Wie sieht er aus? Diese Frage beantwortet das „Personenwahrnehmungsnetzwerk“: Hat der oder die Beobachtete eine große Nase? Kleine Ohren? Ist er groß? Hell- oder dunkelhaarig? Und so weiter.
Was macht sie oder er? Das „Handlungsinterpretationsnetzwerk“ verarbeitet ganz spezifisch das, was Menschen gerade tun – ob sie sich zum Beispiel die Schuhe binden, ob sie etwas aufheben, ob sie gerade rennen und so weiter. „Bei solchen Handlungen“, sagt die Psychologin, „stellt sich unser Gehirn automatisch die Frage: Was macht der da eigentlich?“
Wie ist er oder sie?
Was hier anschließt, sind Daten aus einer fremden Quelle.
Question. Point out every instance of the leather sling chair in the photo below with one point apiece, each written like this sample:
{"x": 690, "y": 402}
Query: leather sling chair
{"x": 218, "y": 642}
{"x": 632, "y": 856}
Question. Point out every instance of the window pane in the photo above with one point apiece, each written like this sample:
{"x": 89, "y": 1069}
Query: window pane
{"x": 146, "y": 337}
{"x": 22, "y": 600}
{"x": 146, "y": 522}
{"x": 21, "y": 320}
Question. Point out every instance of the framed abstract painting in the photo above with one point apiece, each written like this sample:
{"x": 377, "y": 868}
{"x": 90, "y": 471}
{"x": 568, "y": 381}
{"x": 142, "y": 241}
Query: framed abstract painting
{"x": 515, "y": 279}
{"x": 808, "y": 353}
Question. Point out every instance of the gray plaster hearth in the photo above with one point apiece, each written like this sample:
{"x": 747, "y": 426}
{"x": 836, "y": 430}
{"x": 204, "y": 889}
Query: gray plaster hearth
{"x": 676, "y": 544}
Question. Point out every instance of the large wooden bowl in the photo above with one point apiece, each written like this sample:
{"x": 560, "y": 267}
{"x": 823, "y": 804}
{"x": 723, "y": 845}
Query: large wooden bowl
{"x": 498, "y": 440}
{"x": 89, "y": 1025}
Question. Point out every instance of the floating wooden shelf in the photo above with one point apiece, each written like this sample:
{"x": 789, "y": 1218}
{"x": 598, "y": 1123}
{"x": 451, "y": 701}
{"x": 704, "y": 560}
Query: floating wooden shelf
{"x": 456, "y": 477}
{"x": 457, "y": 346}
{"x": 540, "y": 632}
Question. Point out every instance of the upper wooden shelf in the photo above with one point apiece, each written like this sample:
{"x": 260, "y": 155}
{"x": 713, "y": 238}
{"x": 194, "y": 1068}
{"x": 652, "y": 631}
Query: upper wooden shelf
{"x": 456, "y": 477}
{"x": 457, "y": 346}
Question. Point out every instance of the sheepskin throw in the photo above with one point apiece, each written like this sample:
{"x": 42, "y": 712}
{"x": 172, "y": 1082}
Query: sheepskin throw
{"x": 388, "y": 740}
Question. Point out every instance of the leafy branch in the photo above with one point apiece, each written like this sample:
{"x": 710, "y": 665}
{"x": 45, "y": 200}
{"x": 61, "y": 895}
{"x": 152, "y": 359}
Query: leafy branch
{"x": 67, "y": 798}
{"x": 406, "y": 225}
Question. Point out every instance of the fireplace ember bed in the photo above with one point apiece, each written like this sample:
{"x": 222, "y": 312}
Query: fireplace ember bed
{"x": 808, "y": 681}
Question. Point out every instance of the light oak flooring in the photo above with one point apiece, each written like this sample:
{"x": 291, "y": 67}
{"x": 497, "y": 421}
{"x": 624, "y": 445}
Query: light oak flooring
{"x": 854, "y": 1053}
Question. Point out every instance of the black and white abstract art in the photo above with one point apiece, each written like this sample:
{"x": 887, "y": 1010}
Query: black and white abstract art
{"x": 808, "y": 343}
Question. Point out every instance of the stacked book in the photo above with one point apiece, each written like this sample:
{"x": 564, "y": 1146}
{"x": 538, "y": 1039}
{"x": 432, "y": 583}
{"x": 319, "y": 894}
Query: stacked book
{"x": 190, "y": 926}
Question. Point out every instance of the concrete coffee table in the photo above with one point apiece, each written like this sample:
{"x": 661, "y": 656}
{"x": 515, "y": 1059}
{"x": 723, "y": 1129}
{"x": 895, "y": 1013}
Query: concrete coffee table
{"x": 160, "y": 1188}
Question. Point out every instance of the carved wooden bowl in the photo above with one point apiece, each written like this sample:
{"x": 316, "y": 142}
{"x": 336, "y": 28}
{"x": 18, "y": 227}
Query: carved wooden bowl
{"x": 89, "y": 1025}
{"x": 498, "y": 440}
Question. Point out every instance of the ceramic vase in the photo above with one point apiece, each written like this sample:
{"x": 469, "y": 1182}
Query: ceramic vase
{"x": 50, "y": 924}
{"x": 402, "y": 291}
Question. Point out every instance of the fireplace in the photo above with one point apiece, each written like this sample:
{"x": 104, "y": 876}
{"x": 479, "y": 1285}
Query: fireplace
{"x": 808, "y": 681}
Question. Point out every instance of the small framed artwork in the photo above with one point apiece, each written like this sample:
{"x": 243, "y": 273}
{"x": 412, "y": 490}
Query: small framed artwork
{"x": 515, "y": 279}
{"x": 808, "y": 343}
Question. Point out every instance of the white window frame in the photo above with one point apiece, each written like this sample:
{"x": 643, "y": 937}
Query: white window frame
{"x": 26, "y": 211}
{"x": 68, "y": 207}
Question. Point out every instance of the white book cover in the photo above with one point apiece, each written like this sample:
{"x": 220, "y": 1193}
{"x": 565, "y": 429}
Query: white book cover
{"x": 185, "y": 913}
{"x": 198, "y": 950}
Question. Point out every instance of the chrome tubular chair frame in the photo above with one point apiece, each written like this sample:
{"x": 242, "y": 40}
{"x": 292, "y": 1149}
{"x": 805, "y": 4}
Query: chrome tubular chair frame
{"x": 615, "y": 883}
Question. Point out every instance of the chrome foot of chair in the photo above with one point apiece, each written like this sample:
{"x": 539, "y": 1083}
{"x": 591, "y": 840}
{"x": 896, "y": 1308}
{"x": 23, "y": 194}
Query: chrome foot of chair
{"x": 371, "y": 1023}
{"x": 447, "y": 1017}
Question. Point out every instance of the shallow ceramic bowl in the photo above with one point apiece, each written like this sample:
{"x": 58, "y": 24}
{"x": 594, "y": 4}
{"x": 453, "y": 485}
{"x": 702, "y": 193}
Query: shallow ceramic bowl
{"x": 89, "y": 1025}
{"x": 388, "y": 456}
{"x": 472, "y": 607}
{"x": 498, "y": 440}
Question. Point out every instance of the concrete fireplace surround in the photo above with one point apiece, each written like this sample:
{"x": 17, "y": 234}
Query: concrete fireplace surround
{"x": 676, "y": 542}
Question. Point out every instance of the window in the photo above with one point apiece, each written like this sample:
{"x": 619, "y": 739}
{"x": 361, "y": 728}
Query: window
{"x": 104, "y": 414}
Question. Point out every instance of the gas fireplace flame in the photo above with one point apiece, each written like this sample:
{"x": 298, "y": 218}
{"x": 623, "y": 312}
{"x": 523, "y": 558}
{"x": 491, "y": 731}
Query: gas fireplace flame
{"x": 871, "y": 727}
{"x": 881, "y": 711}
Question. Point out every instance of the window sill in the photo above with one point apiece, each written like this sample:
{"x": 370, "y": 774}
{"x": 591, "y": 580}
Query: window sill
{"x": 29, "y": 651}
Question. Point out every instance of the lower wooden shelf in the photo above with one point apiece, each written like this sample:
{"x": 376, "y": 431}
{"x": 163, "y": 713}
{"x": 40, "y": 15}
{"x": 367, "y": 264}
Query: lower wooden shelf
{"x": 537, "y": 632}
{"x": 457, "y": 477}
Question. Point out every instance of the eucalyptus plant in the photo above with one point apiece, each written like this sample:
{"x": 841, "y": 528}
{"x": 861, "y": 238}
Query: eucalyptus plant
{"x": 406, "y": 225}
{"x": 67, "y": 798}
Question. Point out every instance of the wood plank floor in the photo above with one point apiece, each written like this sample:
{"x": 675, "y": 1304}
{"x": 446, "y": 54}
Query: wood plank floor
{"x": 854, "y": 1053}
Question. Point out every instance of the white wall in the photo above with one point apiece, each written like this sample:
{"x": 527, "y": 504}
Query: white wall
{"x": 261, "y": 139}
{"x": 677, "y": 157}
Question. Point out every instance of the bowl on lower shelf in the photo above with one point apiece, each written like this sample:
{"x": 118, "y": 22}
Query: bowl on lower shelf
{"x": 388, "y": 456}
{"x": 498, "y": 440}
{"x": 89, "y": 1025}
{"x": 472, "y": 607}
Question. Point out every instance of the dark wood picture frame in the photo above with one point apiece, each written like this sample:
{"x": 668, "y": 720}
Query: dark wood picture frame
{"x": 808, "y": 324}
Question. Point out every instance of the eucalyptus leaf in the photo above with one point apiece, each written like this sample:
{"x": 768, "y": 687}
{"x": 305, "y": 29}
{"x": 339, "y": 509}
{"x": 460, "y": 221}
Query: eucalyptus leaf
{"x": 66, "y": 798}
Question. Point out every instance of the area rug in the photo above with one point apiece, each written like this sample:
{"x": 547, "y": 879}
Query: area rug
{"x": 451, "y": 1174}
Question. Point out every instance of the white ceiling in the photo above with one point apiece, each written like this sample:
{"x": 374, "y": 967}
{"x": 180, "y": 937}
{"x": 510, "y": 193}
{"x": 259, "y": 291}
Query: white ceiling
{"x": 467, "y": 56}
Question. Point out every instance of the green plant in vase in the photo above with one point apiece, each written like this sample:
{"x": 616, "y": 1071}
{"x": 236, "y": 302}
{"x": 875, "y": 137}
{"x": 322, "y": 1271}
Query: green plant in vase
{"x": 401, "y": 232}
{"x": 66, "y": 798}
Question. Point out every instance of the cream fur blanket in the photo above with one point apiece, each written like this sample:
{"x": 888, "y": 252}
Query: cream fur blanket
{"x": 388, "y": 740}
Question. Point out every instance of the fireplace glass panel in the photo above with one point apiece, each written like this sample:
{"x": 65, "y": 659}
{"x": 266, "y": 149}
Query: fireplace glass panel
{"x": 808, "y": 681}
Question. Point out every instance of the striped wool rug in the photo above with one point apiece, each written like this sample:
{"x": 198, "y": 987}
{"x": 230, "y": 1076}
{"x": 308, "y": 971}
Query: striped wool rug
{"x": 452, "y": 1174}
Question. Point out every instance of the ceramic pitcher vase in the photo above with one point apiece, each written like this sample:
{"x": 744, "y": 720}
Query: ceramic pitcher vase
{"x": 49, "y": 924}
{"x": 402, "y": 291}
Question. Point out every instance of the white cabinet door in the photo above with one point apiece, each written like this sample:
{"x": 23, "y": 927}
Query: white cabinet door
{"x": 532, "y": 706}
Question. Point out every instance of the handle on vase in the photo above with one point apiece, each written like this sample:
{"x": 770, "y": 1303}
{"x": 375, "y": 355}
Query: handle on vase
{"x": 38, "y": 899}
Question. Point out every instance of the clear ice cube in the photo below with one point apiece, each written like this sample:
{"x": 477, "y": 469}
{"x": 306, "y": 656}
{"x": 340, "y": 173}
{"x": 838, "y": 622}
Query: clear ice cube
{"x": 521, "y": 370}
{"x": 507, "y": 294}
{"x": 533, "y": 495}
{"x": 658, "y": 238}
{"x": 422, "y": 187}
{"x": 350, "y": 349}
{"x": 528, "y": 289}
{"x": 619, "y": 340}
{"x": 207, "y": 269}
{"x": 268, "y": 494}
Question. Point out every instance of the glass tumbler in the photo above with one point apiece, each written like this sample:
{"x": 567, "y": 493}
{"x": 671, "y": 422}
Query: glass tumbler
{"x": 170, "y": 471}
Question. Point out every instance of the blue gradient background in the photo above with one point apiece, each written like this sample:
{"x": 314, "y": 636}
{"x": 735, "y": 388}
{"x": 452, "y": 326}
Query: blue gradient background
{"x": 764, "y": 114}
Das „Mentalisierungsnetzwerk“ interpretiert die eingegangenen Informationen und gleicht sie mit Mustern ab, die wir aufgrund lebenslanger Erfahrungen abgespeichert haben. Zum Beispiel dass ein blonder Mensch in unseren Breiten erst einmal vertrauenswürdiger erscheint als ein dunkelhaariger. Dieses Netzwerk macht sich Gedanken über den Zustand der beobachteten Menschen. „Es nimmt Daten aus etwas Sichtbarem und zieht dabei Schlüsse über Unsichtbares“, sagt Quadflieg, „dabei kann es schnell zu Fehlern kommen.“
Die Forschung weiß inzwischen genau, welche Hirnareale in den einzelnen Netzwerken aktiviert sind. Wie aber diese Netzwerke miteinander kommunizieren und wie Informationen hin- und hergeschickt werden, ist weniger gut verstanden.